Abstract
Abstract only
Background:
There are no upper age restrictions for ICD implantation, though guidelines state that placement should be reserved for those with expected survival of > 1 year. In octogenarians, competing comorbidities may limit the mortality benefit of ICDs.
Methods:
A retrospective cohort study was used to identify octogenarians who received ICD implantation and follow-up at Northwestern Memorial Hospital or Tufts New England Medical Center between 1990 and 2006. The primary endpoint was death within 1 year of implant.
Results:
The study identified 241 octogenarians. Mean age 83.3 ± 3.1 years, 79% male, 87% coronary disease and 35% implanted for primary prophylaxis. Mean EF 31 ± 13%, creatinine 1.49 ± 0.71 mg/dl, and mean survival was 3.9 ± 0.3 years. Death within 1 year of implant occurred in 32 (13.2%) patients. Univariate predictors of 1-year mortality included EF ≤ 20% and creatinine ≥ 1.5 mg/dl (p < 0.01 and 0.04, respectively).
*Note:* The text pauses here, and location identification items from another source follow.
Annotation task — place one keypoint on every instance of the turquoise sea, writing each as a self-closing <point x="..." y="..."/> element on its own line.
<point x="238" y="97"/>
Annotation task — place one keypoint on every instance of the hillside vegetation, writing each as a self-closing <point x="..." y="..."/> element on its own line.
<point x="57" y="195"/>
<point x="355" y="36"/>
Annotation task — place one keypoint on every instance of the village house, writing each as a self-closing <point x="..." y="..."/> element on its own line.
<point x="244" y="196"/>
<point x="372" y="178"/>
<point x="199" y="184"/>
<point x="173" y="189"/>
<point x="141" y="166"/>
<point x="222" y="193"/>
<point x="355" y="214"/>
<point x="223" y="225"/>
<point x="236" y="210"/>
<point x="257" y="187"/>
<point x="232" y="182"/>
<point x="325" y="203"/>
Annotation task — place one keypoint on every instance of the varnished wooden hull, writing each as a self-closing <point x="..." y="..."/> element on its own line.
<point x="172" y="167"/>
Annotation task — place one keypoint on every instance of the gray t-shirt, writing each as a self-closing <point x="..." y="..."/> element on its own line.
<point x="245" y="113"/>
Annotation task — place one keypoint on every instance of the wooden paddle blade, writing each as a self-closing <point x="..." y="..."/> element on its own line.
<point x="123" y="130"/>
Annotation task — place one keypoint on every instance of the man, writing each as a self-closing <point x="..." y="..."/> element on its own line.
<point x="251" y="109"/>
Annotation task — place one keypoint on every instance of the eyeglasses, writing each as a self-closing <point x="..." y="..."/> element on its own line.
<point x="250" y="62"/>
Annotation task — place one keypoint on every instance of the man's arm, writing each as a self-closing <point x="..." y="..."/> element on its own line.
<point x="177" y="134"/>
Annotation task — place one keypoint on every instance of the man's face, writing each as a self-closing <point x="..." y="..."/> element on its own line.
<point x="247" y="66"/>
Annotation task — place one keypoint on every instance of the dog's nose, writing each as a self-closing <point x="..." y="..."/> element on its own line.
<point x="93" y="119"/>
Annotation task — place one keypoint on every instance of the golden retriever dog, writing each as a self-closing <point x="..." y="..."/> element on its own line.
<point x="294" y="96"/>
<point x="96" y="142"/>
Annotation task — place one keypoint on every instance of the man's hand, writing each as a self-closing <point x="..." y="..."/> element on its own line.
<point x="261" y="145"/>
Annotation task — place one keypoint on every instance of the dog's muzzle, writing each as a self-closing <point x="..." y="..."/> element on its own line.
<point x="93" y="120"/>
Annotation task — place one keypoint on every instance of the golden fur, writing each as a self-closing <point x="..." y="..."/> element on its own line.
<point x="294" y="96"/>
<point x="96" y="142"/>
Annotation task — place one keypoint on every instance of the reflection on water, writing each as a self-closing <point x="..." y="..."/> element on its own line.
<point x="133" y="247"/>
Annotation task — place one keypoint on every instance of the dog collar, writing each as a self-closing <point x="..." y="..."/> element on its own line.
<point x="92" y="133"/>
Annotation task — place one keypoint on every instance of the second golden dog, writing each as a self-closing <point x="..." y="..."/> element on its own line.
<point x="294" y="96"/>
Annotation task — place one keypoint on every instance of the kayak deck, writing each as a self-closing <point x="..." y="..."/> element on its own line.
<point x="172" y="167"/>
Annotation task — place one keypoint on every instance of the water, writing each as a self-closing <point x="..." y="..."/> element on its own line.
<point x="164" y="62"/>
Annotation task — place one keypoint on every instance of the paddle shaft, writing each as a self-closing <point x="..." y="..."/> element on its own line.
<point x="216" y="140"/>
Cox proportional analysis demonstrated that EF ≤ 20% was the only independent predictor of death within 1 year of ICD implant [Hazard Ratio = 3.2 (95% CI 1.5– 6.5; p<0.002)] and was associated with a 48% 1-year mortality. Of these patients, 6 (19%) received appropriate ICD therapy prior to death; the mean time from therapy to death was 3 months.
Conclusion:
Octogenarians with EF ≤ 20% have a very high 1-year mortality despite ICD implantation. A minority of these patients will receive appropriate ICD therapy during this time. These results would be expected to have significant impact on the cost-effectiveness of ICDs and should be considered when evaluating device implantation in this population.